Pizza Fusion
- Company type: Franchise
- Industry: Restaurant/Pizza
- Founded: 2006; 20 years ago
- Fate: Defunct
- Headquarters: Deerfield Beach, Florida
- Key people: Michael Gordon, Co-founder Vaughn Lazar, Co-founder Randy Romano, VP/Franchise Development
- Website: pizzafusion.com

= Pizza Fusion =

American pizza restaurant chain

Pizza Fusion was a pizza restaurant chain based in Deerfield Beach, Florida. Using mostly organic ingredients and emphasizing green building methods, the restaurants operated under the tagline Saving the Earth, One Pizza at a Time.

==Overview==
Pizza Fusion was founded in 2006 by Michael Gordon and Vaughan Lazar. Lazar and Gordon had targeted Newman's Own, Patagonia, and Starbucks as role models, before opening their first store. In April 2009, the company signed a franchise agreement for Saudi Arabia with the Samir Group, a Saudi Arabia-based conglomerate.

It specialized in oval-shaped gourmet pizzas, salads, sandwiches, and beverages made from natural ingredients — along with gluten-free, vegan, and lactose-free menu items.

==Stores==
At its peak, in 2008, the restaurant chain had 63 locations including those in California, Colorado, Connecticut, Florida, New Jersey, Ohio, as well as in Saudi Arabia (in Jeddah and Riyadh).

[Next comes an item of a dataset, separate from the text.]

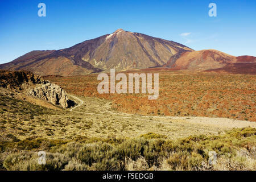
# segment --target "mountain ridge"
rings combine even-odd
[[[174,41],[119,28],[69,48],[31,51],[0,65],[0,69],[69,76],[108,72],[111,68],[117,71],[150,68],[213,71],[240,62],[256,63],[256,57],[236,57],[214,49],[195,51]],[[240,65],[236,65],[237,72]],[[248,65],[242,67],[243,72]]]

Although it had projected growing to 300 stores by 2010, as of 2011 the chain was down to 13 locations. Its website in 2023 listed seven locations in the US and ten in Saudi Arabia and Dubai.

==Green building==
Green construction materials and techniques used by the restaurant included a website powered by renewable energy, 100 percent post-consumer paper products, countertops remanufactured from plastic detergent bottles, wall insulation remanufactured from recycled blue jeans, 100% post-consumer drywall, non-VOC paint (volatile organic compounds), floor finishes with low VOC concrete sealant or renewable resources such as bamboo or cork, tiles from recycled glass bottles, low-flow toilets and sinks, Forest Steward Council wood, energy efficient—compact fluorescent lighting, super-efficient air conditioning and a heat exchange system that recaptures heat from the pizza ovens for the domestic hot water needs.

The chain offset 100% of the power consumption in its locations by using purchasing carbon credits and using environmentally sustainable building practices. The restaurant delivery drivers used hybrid electric vehicles.

==Awards==
The Pizza Fusion website won a national Webby Award for best restaurant website in 2010.